I haven’t read Mistborn, but I’ve read this one [Stormlight]. How do you come up with the culture, the society?
It depends on the book. Stormlight is my best series. If you haven’t tried Emperor’s Soul, it’s the other thing that I think is on Stormlight’s level, but it’s a short. What I’m looking to do with something like Stormlight is to say that the fantasy genre should be the most magical genre, right? Classically, science fiction has done a better job with the worldbuilding, and fantasy has tended to do a better job with things like characters and story. Not that there’s not science fiction that has great, you know, but usually science fiction’s been about the ideas and the interesting settings, but in fantasy we play it safe with the settings and try to do interesting characters.

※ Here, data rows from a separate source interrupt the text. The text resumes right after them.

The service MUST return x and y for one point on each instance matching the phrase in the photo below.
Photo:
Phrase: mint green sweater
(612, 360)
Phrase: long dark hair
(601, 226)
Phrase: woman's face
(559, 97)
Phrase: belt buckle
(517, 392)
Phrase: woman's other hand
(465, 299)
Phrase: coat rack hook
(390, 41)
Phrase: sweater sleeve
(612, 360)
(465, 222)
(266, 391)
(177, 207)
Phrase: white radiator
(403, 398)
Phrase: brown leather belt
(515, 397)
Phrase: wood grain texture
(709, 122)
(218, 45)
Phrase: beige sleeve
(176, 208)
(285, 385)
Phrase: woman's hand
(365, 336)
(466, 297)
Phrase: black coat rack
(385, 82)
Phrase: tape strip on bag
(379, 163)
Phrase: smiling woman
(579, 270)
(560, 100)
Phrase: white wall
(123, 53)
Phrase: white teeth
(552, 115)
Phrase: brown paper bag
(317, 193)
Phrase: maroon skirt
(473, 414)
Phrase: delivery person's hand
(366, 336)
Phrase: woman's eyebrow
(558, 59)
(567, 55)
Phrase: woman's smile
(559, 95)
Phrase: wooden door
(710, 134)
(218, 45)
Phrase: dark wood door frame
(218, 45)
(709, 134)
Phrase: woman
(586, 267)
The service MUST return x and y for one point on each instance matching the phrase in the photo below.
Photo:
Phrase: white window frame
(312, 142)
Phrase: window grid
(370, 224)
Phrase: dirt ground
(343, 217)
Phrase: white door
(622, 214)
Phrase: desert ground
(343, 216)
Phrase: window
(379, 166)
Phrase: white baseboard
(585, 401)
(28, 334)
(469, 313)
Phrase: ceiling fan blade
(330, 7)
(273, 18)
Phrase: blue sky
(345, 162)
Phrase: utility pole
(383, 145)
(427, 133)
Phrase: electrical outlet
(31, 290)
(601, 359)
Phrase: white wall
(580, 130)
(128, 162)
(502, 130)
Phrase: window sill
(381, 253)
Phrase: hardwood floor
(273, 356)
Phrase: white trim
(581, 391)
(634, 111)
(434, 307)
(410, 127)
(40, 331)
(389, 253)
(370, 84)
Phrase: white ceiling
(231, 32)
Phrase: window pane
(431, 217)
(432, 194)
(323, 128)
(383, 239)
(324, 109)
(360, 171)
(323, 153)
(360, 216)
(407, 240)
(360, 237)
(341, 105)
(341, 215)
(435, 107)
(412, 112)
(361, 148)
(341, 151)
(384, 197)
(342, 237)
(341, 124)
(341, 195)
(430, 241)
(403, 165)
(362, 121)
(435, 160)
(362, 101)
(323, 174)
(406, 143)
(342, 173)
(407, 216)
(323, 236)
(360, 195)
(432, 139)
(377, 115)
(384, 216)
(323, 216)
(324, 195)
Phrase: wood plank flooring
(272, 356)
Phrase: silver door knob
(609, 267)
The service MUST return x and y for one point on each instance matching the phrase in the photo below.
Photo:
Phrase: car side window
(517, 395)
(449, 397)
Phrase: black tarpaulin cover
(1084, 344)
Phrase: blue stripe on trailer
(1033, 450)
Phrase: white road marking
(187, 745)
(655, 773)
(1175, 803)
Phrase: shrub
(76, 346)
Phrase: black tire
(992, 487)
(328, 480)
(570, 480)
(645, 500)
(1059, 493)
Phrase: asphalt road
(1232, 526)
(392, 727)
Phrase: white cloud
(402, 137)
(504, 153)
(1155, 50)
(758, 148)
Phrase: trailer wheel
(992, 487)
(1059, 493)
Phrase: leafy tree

Which I’ve always thought, “Why do we do that? Why do we play it safe with our settings? Why don’t we have really bizarre, fantastical settings?”. So for years, even before I became a published author, I was searching for ones that would have one foot in science fiction. I want to do something magical as an origin, like the highstorm, you know, the physics of the highstorm don’t actually work, but we take it for assumed and then we try to extrapolate a realistic extrapolation of the world from that. That’s just what I’m doing, I’m trying to set up some sort fantastical setting or environment and then let science fiction take over and try and build how it would grow. On the cultures, usually I’m taking things I’ve learned about our culture and I am just trying to [...] a fantastical version. Sometimes when you do that you can say something interesting about human society, removed from the baggage of human society. There was a brief time in the pre-Victorian era where, for women, showing your ankle was more taboo than showing your chest. In fact, they would have pictures painted of them, noblewomen, in a state of what you’d call topless. Not a problem; a little risque, like what wearing a low-cut shirt is now, but no big deal. That’s bizarre to us, because, our society that’s not how it is. But if I put that in, in a fantasy book as a safehand, I can say, look, human beings do bizarre things as far as gender roles, socialization of gender, and what we find attractive. This should be very bizarre to you, but the reactions are normal. That disconnect is what helps build a fantastical society and lets me say a few things about our society, I hope in interesting ways.